Here is an edited transcript of that conversation.

What’s a customer getting for their money when they buy Cisco Kinetic?

As a whole, the platform enables three core, functional capabilities. It allows you to easily and automatically extract data, and how we do that is we ship a library of automated connectors that help you extract data from various data pipes, put it into a model – whether it’s CoAP or MQTT or whatever the flavor that works for you.

The platform is a combination of cloud-based software and on-prem software with our router and gateway solutions. The second thing it allows you to do because of the bundling with our gateways, is the flexibility to do edge computing of your data, or as near to the edge as possible. A typical oil rig will have 30,000 sensors on it, talking back to the cloud so that you can do historical analysis and predictive analytics. But other kinds of data on the rig could be something like “hey, this particular component is over-rotating by 2,000 percent” You don’t want to wait and send that stream of data back to the cloud, have an alert sent back down to the oil right that says “slow this down.” So most companies want the flexibility of working in the cloud, at the edge or anywhere in between.

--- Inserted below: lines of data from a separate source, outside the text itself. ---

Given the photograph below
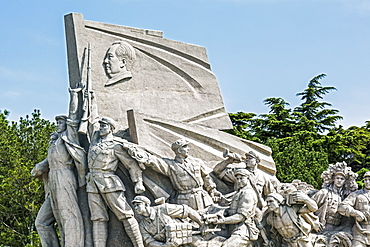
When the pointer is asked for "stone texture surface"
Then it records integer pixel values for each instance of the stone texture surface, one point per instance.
(170, 79)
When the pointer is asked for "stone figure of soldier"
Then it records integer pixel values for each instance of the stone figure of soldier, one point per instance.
(260, 182)
(118, 62)
(189, 176)
(154, 221)
(105, 189)
(241, 214)
(63, 171)
(329, 197)
(357, 205)
(288, 227)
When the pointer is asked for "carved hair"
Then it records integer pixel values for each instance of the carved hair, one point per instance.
(340, 168)
(125, 52)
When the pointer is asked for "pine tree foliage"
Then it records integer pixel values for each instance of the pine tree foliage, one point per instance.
(22, 145)
(305, 139)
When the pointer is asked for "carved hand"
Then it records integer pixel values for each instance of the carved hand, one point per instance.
(359, 216)
(139, 188)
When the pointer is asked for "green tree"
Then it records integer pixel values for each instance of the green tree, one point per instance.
(22, 145)
(304, 140)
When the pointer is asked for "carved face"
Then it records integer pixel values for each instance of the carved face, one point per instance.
(61, 125)
(272, 204)
(250, 161)
(113, 65)
(241, 180)
(367, 182)
(140, 208)
(104, 129)
(183, 151)
(339, 181)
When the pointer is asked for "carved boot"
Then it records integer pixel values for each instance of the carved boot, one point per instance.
(100, 233)
(132, 230)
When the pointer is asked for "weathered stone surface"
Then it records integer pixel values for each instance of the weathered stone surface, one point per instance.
(205, 143)
(170, 79)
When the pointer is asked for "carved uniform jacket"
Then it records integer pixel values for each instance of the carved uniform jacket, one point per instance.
(358, 200)
(64, 156)
(244, 202)
(328, 201)
(291, 226)
(103, 159)
(152, 227)
(188, 178)
(263, 183)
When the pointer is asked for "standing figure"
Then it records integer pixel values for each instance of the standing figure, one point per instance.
(105, 189)
(156, 223)
(260, 182)
(288, 226)
(241, 219)
(189, 176)
(338, 177)
(357, 205)
(63, 171)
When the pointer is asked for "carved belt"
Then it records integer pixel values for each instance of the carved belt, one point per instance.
(100, 171)
(193, 190)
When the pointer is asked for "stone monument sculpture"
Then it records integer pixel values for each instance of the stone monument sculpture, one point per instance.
(189, 176)
(357, 205)
(105, 189)
(334, 191)
(64, 170)
(288, 227)
(262, 183)
(242, 213)
(118, 62)
(160, 226)
(128, 90)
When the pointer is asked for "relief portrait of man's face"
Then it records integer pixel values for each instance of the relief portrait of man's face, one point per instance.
(113, 64)
(118, 62)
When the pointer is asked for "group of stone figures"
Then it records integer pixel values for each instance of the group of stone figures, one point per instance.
(260, 211)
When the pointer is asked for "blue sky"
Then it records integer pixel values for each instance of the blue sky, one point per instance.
(257, 48)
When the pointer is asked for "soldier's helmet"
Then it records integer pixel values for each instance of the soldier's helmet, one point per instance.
(141, 199)
(253, 155)
(110, 121)
(179, 143)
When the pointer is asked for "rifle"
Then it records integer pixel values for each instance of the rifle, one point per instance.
(87, 100)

The last core capability of the platform is to move and categorize your data based on policy, and share your data based on policy. If I own a factory, and I have a robotic arm in my factory, that robotic arm is collecting a lot of data. I want to share that data back to the maker of that robotic arm, because I want them to be able to do remote monitoring and diagnostics. But here’s the thing I don’t want to do: I don’t want to send data back to that robotic arm manufacturer that could reveal potentially proprietary things about what I’m doing.

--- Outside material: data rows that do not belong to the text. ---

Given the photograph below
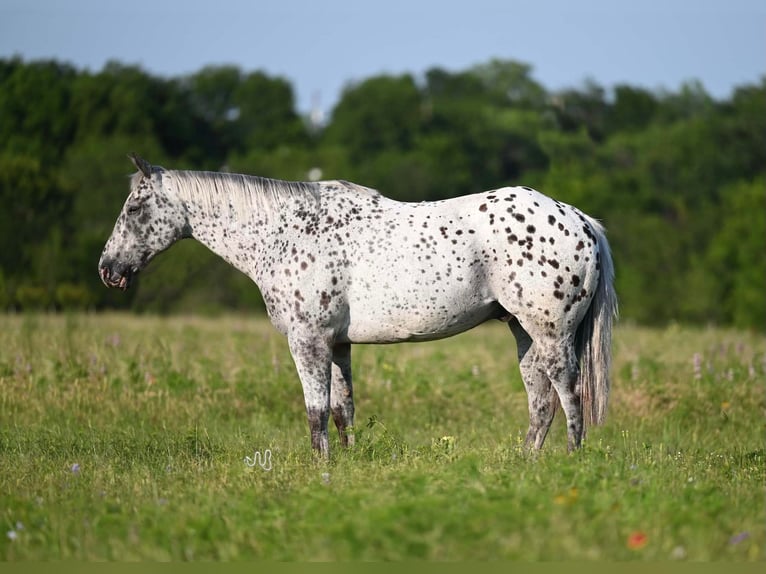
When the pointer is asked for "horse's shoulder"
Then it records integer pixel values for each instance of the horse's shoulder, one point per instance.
(348, 186)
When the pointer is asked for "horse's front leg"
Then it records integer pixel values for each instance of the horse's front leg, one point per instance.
(342, 393)
(313, 360)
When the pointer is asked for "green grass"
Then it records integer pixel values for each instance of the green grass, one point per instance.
(124, 438)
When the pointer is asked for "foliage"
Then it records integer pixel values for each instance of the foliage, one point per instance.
(677, 177)
(128, 438)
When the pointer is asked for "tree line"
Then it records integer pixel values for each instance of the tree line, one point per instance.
(677, 177)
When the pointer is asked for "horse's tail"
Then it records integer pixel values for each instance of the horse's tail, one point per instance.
(593, 344)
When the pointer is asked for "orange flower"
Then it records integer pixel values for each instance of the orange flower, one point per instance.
(637, 540)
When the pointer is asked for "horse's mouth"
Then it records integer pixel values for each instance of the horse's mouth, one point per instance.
(117, 280)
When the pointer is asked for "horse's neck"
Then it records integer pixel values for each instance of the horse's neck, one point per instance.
(242, 238)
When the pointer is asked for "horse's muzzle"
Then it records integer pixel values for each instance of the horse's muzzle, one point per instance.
(112, 276)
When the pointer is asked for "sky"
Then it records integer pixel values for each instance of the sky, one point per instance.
(322, 46)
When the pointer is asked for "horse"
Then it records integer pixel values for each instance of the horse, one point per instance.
(338, 264)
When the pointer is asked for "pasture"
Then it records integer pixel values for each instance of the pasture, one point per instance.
(124, 438)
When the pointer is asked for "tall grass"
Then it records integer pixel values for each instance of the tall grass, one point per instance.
(125, 438)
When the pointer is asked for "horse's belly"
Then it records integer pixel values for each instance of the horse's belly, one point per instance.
(397, 323)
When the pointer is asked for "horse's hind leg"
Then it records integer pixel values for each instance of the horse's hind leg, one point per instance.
(541, 396)
(342, 393)
(557, 357)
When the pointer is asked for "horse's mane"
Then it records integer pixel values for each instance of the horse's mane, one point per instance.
(242, 194)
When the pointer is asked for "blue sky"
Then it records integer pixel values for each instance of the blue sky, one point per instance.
(321, 46)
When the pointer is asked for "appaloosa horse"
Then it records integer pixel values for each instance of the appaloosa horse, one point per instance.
(338, 263)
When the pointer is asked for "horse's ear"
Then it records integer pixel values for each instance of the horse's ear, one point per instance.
(141, 164)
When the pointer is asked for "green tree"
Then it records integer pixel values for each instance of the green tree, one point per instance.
(737, 258)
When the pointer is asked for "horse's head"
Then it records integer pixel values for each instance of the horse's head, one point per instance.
(150, 221)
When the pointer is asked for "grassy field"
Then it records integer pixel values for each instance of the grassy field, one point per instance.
(124, 438)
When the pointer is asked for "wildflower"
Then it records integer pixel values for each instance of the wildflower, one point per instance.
(637, 540)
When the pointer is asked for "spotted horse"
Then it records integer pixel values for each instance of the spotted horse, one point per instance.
(338, 263)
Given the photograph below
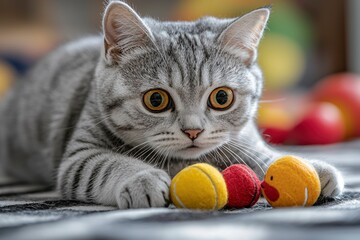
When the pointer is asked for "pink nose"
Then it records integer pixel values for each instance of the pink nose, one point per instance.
(193, 133)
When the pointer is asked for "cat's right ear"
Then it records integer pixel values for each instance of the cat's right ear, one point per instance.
(123, 31)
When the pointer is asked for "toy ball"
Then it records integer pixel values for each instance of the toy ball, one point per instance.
(243, 186)
(7, 75)
(290, 182)
(199, 186)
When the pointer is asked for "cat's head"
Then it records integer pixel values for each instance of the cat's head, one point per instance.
(181, 88)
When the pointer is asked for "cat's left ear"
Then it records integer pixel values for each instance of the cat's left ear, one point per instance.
(242, 36)
(124, 31)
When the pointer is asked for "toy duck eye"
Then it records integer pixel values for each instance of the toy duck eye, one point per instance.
(157, 100)
(221, 98)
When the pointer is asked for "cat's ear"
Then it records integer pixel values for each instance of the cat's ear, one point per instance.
(123, 30)
(242, 36)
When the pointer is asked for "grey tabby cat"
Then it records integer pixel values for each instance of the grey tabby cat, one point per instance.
(110, 119)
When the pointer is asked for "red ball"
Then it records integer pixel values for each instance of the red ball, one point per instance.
(243, 186)
(343, 90)
(322, 124)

How do instructions move around the network, and what kind of network complexity can users expect from Kinetic?

When customers implement Kinetic, they will typically include, depending on how big the customer is; somewhere between five and upwards of a dozen gateways, they will hook up their devices to those gateways. Each gateway will manage a set number of devices. We have an agent on that gateway that allows us to push and pull data, and it’s the agent that has the out-of-the-box libraries for extraction, so we go in, and you tell us what the devices from which you want to get data, and we will install the agent with the right settings from our library. It’s on that gateway where we do the edge computing, if you want it, and it’s all managed and configurable via the cloud.